I have no answer to the first question. Perhaps it has none, but is tolerated because it has no disadvantages either. The second question is the crux of the poster’s concerns.
First, ambiguity at the 3′-position of the codon would not be expected on grounds of structure or precedent: the table above shows anticodon 5′-C only base-pairs with codon 3′-G.
Second, the anticodon loop of initiator tRNAmet differs from that of elongator tRNAmet in having an internal-facing rather than an external-facing disposition (Woo et al., 1980). Furthermore it lacks a modified base 3′ to the anticodon.
Third, the interactions between initiator and elongator tRNAs with the rRNA at the A- and P-sites, respectively are quite different (Berk et al. 2006), conceivably allowing more flexibility at the 3′-anticodon position.

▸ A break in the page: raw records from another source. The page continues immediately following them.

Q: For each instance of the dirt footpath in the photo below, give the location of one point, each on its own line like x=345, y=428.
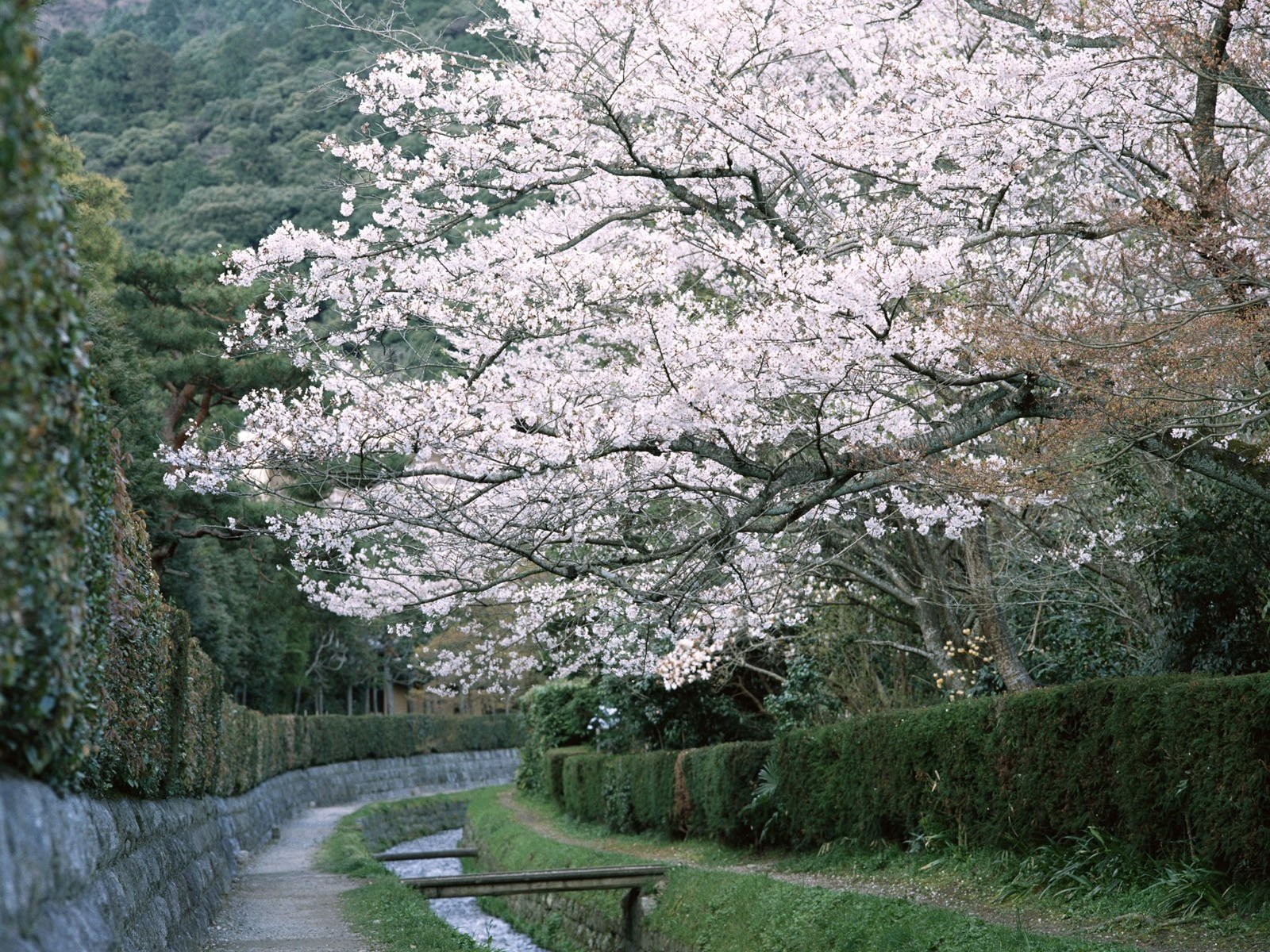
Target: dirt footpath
x=279, y=903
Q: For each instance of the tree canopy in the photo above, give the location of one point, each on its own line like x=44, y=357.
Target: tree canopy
x=725, y=292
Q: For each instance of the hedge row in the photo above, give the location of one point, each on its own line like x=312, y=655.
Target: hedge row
x=700, y=793
x=556, y=714
x=1175, y=767
x=55, y=480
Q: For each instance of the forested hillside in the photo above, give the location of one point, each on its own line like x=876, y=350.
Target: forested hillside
x=192, y=129
x=211, y=112
x=1099, y=511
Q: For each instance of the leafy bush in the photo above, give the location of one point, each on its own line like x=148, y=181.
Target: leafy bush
x=554, y=772
x=584, y=786
x=1174, y=767
x=719, y=784
x=556, y=715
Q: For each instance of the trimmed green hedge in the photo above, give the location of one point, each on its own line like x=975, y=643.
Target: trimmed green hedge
x=254, y=747
x=702, y=793
x=1175, y=767
x=718, y=789
x=554, y=771
x=556, y=714
x=1178, y=768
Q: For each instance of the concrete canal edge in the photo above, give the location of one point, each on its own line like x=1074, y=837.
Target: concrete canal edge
x=83, y=875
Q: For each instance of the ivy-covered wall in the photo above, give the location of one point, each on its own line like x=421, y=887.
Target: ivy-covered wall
x=56, y=475
x=102, y=689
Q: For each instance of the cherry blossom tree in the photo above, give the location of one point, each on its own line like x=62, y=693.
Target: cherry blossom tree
x=664, y=294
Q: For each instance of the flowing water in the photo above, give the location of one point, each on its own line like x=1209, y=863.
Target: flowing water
x=461, y=913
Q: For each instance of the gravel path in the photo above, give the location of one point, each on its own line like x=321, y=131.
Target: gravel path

Despite the fact that the predicted anticodon-U/codon-G wobble never occurs at the A-site, it is reasonable to suppose that structural differences allow it at the P-site, explaining the second bacterial initiation codon, GUG. As regards UUG, U=U base-pairs were considered by Crick but regarded as “rather close together”. Presumably in certain contexts this is not too energetically unfavourable to be prevented.
The poster asked:
Am I interpreting this correctly and there's no "Crick" wobble in the AUG > GUG > UUG start codon, but rather another wobble-like mechanism that explains the start codons' first nucleotide wobble-like behavior?
To which I would reply that:
There is not and cannot be any wobble at the 3′-position of either initiation or elongation AUG codons of bacteria because it would involve non-standard base-pairing of the anticodon C. To the extent that the ambiguity at the 5′-position of the alternative initiation codons used (GUG>UUG) follows a pattern consistent with the most likely non-standard base-pairing predicted by Crick, it would seem to involve base-pairing achieved by movement (wobble) of the 3′-anticodon residue U of initiator fMet-tRNA.